Au tournant décisif de sa victoire, Philippe ne pouvait se tenir d’admirer en quel péril de défaite finale le seul Démosthène avait pu le jeter. Il regardait comme une faveur signalée du sort (au dire d’Antipater, rapporté par Lucien) que les armées ne fussent pas conduites par Démosthène dont les discours, tels que béliers et catapultes, mis en mouvement d’Athènes, ébranlaient et ruinaient tous ses desseins.

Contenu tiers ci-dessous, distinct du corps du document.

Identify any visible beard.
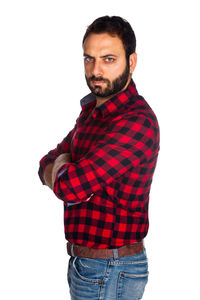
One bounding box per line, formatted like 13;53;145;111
85;63;130;98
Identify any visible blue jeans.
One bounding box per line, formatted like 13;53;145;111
67;248;148;300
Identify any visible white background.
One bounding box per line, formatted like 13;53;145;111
0;0;200;299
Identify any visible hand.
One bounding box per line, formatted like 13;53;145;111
51;153;71;188
84;193;94;202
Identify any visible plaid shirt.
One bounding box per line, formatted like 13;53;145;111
38;79;160;249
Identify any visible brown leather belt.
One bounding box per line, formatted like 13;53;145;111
67;241;144;259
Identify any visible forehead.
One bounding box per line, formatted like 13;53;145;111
83;33;125;56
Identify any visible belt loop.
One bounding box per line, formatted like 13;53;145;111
71;243;75;257
113;248;119;260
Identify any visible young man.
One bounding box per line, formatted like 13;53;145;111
38;16;160;300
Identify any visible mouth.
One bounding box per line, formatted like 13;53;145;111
92;81;105;86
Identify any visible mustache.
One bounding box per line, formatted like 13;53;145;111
88;76;109;83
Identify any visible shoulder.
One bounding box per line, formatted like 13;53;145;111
109;94;159;131
127;95;158;122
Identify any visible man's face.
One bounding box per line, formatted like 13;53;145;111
83;33;130;98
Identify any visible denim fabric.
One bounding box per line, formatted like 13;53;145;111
67;249;148;300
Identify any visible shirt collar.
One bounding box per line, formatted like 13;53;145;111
80;79;138;118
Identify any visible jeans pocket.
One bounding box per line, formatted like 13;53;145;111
73;257;106;283
117;260;149;300
118;272;148;300
68;257;104;299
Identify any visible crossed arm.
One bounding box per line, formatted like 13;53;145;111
40;114;159;205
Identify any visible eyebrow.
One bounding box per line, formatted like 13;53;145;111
83;53;118;58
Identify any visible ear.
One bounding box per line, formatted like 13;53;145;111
129;53;137;73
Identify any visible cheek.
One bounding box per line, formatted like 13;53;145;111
84;63;92;75
105;63;126;79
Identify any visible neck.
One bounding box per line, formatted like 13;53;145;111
95;75;132;107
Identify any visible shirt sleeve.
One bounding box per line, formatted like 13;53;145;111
38;125;76;184
53;115;159;203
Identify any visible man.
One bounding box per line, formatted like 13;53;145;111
38;16;159;300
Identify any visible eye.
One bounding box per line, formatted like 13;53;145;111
84;57;94;63
105;57;115;63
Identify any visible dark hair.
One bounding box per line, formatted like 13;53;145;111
82;16;136;60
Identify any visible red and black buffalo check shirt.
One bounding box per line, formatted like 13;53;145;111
38;79;160;249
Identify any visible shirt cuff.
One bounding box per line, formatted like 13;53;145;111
57;166;69;178
54;164;81;207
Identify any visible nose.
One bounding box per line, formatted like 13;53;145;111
92;60;103;77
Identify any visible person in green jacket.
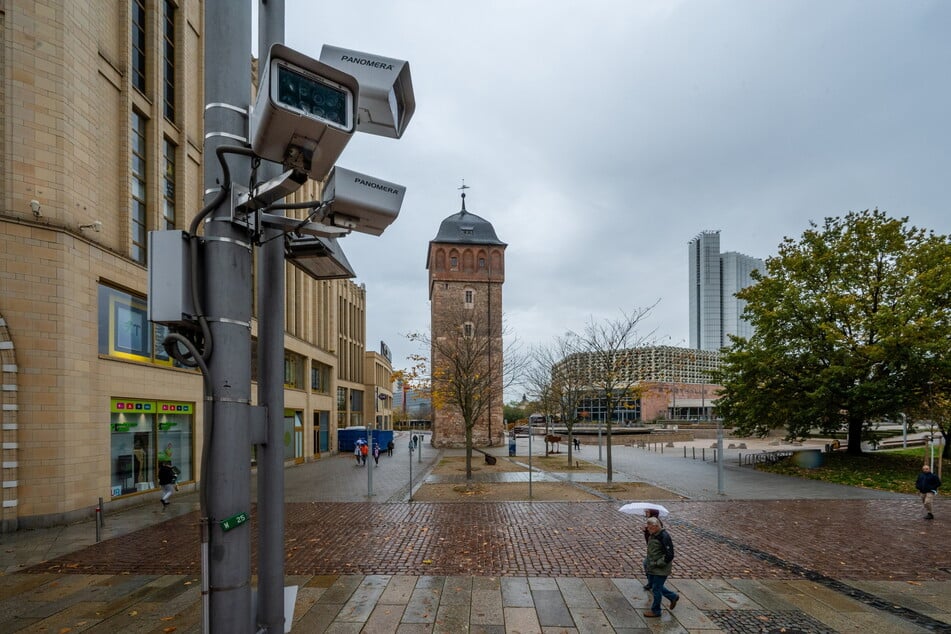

Après la victoire de Chéronée, Philippe ne cessait de nous entretenir du péril extrême auquel un seul homme nous avait exposés : « Oui, disait-il, si contre tout espoir, par l’ignorance des généraux athéniens, par la mauvaise discipline de leurs soldats, et plus encore par une faveur inouïe de la fortune, nous ne fussions pas sortis vainqueurs de ce combat, cette seule journée nous exposait à perdre tout à la fois et l’empire et la vie. Démosthène, réunissant contre nous les principales Républiques, avait rassemblé toutes les forces de la Grèce, les Athéniens, les Thébains, les Béotiens et leurs alliés, les Corinthiens, les Eubéens, les Mégariens, et les avait forcés de s’exposer eux-mêmes pour m’empêcher de pénétrer en Attique. »

Plutarque, de même, peu suspect de partialité pour l’orateur athénien, raconte que, revenu de l’ivresse du succès, Philippe frissonna à l’idée de l’extrême danger que le seul Démosthène lui avait fait courir.